Osterrechnung

Warum bestimmt der erste Vollmond im Frühling, wann wir Ostern feiern?

Ende März 2024 steht der erste Vollmond im Frühling an. Der Termin bestimmt das Datum von Ostern. Die Berechnung klingt simpel, ist aber kompliziert.

Hamm - An Ostern begehen die Christen die Auferstehung Jesu von den Toten. Es ist das wichtigste Fest und das Fundament des christlichen Glaubens. Nach dem Datum des Osterfestes richten sich fast alle anderen Feiertage im Kirchenjahr. Ostern fällt frühestens auf den 22. März und spätestens auf den 25. April. Festgelegt wird das Datum durch den Termin des ersten Vollmonds im Frühling. Ganz so einfach, wie es zunächst klingt, ist es allerdings nicht.

Im früheren Christentum wurde lange über das korrekte Datum für die Feier des Osterfests gestritten. Es herrschte Uneinigkeit, etwa bei der Wahl des Wochentages und der Methode zur Terminbestimmung. Der Disput zog sich über Jahrhunderte.

Was der erste Vollmond im Frühling mit dem Datum von Ostern zu tun hat

Auf dem Konzil von Nicäa im Jahre 325 n.

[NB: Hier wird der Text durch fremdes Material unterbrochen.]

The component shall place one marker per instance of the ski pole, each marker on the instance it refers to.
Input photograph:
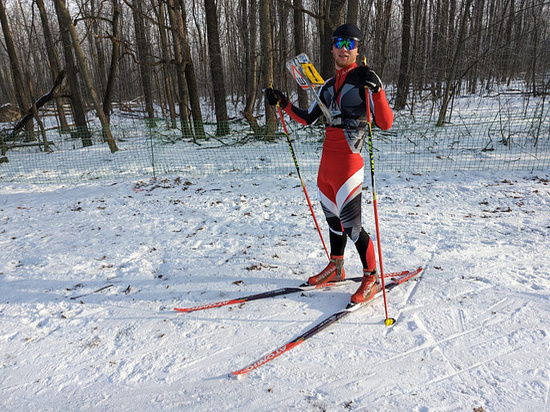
(300, 177)
(389, 321)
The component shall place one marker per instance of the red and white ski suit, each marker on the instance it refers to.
(341, 171)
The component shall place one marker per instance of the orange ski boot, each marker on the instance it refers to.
(332, 273)
(370, 285)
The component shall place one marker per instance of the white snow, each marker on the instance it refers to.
(471, 333)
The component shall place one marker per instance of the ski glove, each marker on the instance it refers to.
(274, 96)
(369, 78)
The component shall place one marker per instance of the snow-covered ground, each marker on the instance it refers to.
(471, 333)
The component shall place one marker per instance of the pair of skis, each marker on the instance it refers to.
(394, 279)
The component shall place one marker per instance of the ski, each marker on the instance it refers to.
(335, 317)
(283, 291)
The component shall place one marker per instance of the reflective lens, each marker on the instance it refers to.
(346, 42)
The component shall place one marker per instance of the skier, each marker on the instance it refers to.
(340, 176)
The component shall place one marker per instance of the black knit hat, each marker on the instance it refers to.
(348, 30)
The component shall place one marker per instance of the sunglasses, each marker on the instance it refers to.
(348, 43)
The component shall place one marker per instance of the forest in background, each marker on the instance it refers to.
(167, 56)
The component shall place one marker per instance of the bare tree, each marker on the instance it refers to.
(249, 31)
(143, 53)
(53, 59)
(65, 20)
(404, 78)
(216, 67)
(21, 91)
(299, 46)
(115, 56)
(77, 105)
(266, 56)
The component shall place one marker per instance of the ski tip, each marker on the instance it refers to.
(237, 376)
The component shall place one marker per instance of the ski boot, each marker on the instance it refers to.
(332, 273)
(370, 285)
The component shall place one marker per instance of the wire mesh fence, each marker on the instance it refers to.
(502, 133)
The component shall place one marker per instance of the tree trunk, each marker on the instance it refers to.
(143, 53)
(115, 54)
(21, 91)
(66, 19)
(450, 81)
(299, 47)
(55, 66)
(165, 49)
(334, 17)
(79, 114)
(216, 67)
(404, 77)
(248, 32)
(266, 56)
(353, 12)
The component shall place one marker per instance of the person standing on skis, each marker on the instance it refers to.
(341, 170)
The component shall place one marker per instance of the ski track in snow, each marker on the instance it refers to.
(471, 332)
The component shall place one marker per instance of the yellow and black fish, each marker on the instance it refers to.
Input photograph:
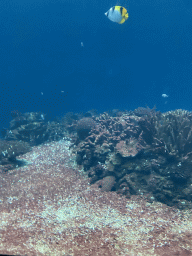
(117, 14)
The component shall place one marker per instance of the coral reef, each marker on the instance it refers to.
(9, 150)
(49, 208)
(145, 151)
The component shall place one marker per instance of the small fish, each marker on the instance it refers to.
(117, 14)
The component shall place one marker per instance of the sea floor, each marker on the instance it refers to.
(48, 207)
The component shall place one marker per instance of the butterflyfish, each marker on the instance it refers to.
(117, 14)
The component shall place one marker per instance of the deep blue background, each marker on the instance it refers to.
(120, 66)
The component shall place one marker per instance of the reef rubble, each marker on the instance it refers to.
(49, 207)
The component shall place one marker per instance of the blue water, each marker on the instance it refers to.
(44, 67)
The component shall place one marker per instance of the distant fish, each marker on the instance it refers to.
(117, 14)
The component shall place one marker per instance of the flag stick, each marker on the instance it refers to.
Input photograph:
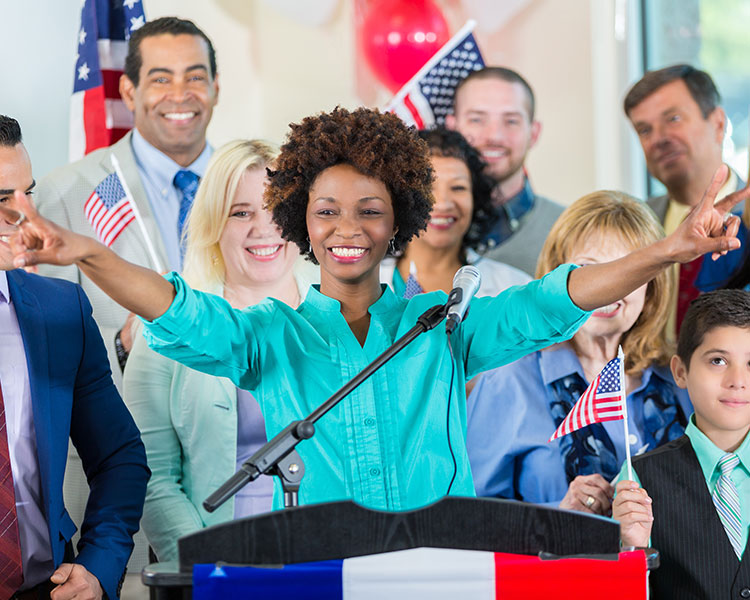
(624, 400)
(435, 59)
(138, 219)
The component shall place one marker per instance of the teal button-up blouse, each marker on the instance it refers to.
(385, 445)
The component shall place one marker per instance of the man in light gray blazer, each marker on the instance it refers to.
(170, 85)
(494, 109)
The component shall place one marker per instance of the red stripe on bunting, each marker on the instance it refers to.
(531, 578)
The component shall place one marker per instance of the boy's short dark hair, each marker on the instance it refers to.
(699, 83)
(722, 308)
(10, 132)
(163, 25)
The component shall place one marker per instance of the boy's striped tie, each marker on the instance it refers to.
(727, 502)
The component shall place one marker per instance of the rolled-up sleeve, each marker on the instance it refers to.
(204, 332)
(520, 320)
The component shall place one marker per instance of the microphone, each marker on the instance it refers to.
(465, 285)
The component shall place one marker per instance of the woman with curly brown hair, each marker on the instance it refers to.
(348, 185)
(461, 217)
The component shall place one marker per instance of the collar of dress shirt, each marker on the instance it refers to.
(560, 360)
(4, 291)
(160, 167)
(384, 304)
(709, 454)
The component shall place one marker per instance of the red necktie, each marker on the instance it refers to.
(686, 290)
(11, 570)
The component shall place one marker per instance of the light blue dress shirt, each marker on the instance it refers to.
(708, 455)
(510, 423)
(386, 444)
(36, 550)
(157, 173)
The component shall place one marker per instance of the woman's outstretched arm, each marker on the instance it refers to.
(709, 228)
(39, 241)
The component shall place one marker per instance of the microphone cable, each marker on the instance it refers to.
(448, 417)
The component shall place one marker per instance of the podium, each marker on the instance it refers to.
(340, 530)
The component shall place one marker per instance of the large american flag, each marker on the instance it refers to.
(602, 401)
(108, 209)
(428, 96)
(98, 116)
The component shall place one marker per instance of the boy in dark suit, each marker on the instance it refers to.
(697, 508)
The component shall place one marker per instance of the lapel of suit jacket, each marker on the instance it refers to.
(123, 150)
(29, 314)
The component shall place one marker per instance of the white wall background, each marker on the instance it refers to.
(274, 70)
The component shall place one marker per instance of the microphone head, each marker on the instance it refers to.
(468, 279)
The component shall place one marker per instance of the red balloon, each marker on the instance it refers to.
(399, 36)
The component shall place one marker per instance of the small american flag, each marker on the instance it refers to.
(98, 116)
(428, 96)
(602, 401)
(108, 209)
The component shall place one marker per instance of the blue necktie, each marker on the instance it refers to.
(187, 183)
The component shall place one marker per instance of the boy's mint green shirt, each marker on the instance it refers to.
(708, 457)
(385, 445)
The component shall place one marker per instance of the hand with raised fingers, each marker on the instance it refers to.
(39, 241)
(632, 508)
(589, 493)
(709, 227)
(74, 582)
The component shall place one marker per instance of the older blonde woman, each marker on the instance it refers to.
(197, 428)
(514, 409)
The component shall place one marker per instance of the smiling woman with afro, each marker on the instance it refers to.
(378, 145)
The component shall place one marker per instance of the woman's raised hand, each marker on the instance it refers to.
(710, 226)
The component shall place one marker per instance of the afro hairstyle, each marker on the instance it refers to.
(378, 145)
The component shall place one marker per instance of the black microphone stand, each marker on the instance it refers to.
(280, 458)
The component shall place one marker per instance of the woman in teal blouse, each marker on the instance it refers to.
(347, 186)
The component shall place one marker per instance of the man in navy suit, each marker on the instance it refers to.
(55, 384)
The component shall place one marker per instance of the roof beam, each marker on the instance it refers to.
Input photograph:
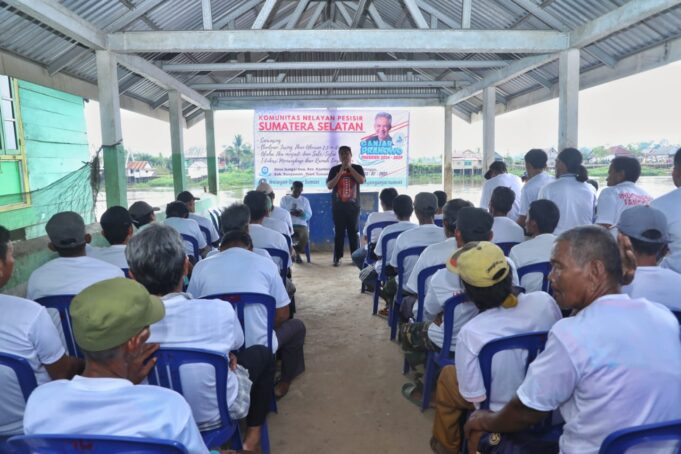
(416, 14)
(314, 65)
(450, 41)
(324, 85)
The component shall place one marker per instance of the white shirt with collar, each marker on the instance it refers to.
(669, 204)
(535, 311)
(284, 216)
(208, 224)
(506, 230)
(288, 203)
(657, 284)
(530, 191)
(613, 200)
(264, 238)
(203, 324)
(423, 235)
(435, 254)
(27, 331)
(615, 364)
(576, 201)
(504, 179)
(239, 270)
(443, 286)
(400, 226)
(377, 216)
(112, 406)
(186, 226)
(534, 250)
(114, 254)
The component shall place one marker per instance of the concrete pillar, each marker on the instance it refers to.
(177, 141)
(112, 135)
(210, 148)
(568, 104)
(447, 158)
(489, 95)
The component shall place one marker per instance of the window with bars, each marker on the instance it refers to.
(13, 174)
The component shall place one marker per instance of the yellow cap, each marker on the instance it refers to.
(479, 263)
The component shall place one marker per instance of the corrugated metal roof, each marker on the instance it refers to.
(27, 37)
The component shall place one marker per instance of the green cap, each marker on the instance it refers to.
(109, 313)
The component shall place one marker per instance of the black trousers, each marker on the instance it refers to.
(259, 361)
(345, 218)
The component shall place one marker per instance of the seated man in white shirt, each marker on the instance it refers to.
(615, 363)
(116, 226)
(189, 200)
(646, 229)
(157, 261)
(177, 217)
(72, 271)
(622, 192)
(111, 325)
(300, 210)
(487, 279)
(238, 270)
(505, 230)
(27, 331)
(427, 233)
(386, 198)
(542, 220)
(498, 175)
(535, 166)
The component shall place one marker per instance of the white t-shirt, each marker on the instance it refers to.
(188, 227)
(205, 324)
(443, 286)
(264, 237)
(435, 254)
(506, 230)
(400, 226)
(112, 406)
(288, 203)
(208, 224)
(504, 179)
(535, 311)
(284, 216)
(238, 270)
(669, 204)
(657, 284)
(576, 201)
(377, 216)
(613, 200)
(114, 254)
(27, 331)
(615, 364)
(534, 250)
(530, 191)
(423, 235)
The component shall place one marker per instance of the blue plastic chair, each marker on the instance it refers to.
(62, 303)
(283, 257)
(166, 373)
(435, 361)
(195, 245)
(393, 315)
(506, 247)
(543, 267)
(95, 444)
(620, 441)
(380, 279)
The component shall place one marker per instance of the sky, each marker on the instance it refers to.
(642, 107)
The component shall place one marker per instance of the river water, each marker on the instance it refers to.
(468, 190)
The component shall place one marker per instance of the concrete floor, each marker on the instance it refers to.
(349, 399)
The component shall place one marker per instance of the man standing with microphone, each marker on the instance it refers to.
(344, 180)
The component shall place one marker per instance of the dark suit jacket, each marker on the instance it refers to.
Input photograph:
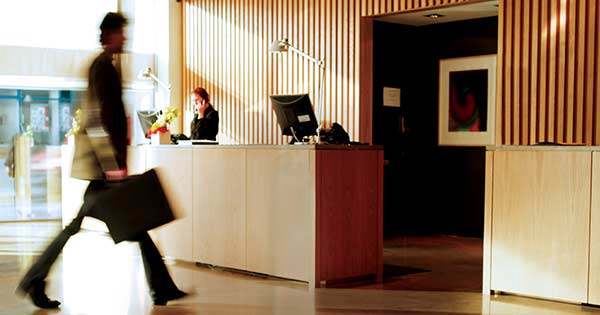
(206, 128)
(101, 144)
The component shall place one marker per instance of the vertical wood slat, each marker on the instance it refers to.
(548, 55)
(534, 16)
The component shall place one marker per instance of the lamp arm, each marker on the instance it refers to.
(318, 62)
(320, 97)
(166, 86)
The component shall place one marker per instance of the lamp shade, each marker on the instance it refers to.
(279, 46)
(144, 73)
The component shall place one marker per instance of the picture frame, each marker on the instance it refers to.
(467, 101)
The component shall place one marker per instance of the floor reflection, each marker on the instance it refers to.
(94, 276)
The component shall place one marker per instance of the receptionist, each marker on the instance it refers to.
(205, 124)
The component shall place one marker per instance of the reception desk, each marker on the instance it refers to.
(311, 213)
(542, 222)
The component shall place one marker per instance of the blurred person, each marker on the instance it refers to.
(205, 125)
(100, 157)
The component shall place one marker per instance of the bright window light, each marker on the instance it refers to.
(63, 24)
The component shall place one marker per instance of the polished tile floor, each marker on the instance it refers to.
(94, 276)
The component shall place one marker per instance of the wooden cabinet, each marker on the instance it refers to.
(219, 207)
(540, 235)
(175, 239)
(281, 212)
(274, 209)
(594, 291)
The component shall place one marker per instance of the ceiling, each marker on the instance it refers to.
(450, 14)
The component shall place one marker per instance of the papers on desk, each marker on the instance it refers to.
(197, 142)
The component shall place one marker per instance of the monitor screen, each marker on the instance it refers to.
(295, 111)
(147, 118)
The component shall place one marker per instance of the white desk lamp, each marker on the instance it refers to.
(283, 46)
(146, 73)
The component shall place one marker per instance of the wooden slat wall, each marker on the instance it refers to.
(226, 51)
(548, 57)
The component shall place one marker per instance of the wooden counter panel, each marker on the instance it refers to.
(540, 224)
(175, 239)
(281, 213)
(594, 291)
(349, 230)
(219, 194)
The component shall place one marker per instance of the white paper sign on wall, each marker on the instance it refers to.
(391, 97)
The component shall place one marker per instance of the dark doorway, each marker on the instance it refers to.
(434, 196)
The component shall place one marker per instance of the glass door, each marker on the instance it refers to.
(33, 125)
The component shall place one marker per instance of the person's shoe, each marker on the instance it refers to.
(160, 299)
(37, 294)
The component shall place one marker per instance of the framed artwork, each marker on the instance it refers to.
(467, 101)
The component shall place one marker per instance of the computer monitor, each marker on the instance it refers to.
(147, 118)
(295, 115)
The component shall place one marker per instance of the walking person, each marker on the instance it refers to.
(100, 156)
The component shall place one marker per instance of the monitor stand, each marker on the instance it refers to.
(296, 141)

Christus wurde letztlich folgende Regelung beschlossen: „Ostern soll am Sonntag nach dem ersten Frühlingsvollmond gefeiert werden, fällt dieser Vollmond auf einen Sonntag, ist die Osterfeier erst am folgenden Sonntag zu feiern“. Hintergrund ist, dass sich die Auferstehung Christi zur Zeit des vom Frühlingsvollmond abhängigen jüdischen Pessachfests ereignet haben soll.

Die Berechnung klingt zunächst simpel. Ein Beispiel: Im Jahr 2024 ist der erste Vollmond im Frühling am Montag, 25. März. Ostersonntag fällt somit auf den 31. März.

Ausnahmen bestätigen die Regel: Das Problem mit der Osterrechnung

Doch ganz nach dem Motto „Ausnahmen bestätigen die Regel“, kann es mitunter sehr kompliziert werden, wenn es um das Osterdatum geht. Denn in den ersten Jahrhunderten des Osterfestes war es nicht einfach, den Frühlingsanfang und Vollmond auf den Tag genau vorherzusagen. Also wurde auf Grundlage jahrhundertelanger Beobachtungen die sogenannte Osterrechnung aufgestellt, mit der eine zyklische Reihe aufeinander folgender Vollmonddaten bestimmt wurde. Als Tag des Frühlingsbeginns wurde der 21. März festgelegt.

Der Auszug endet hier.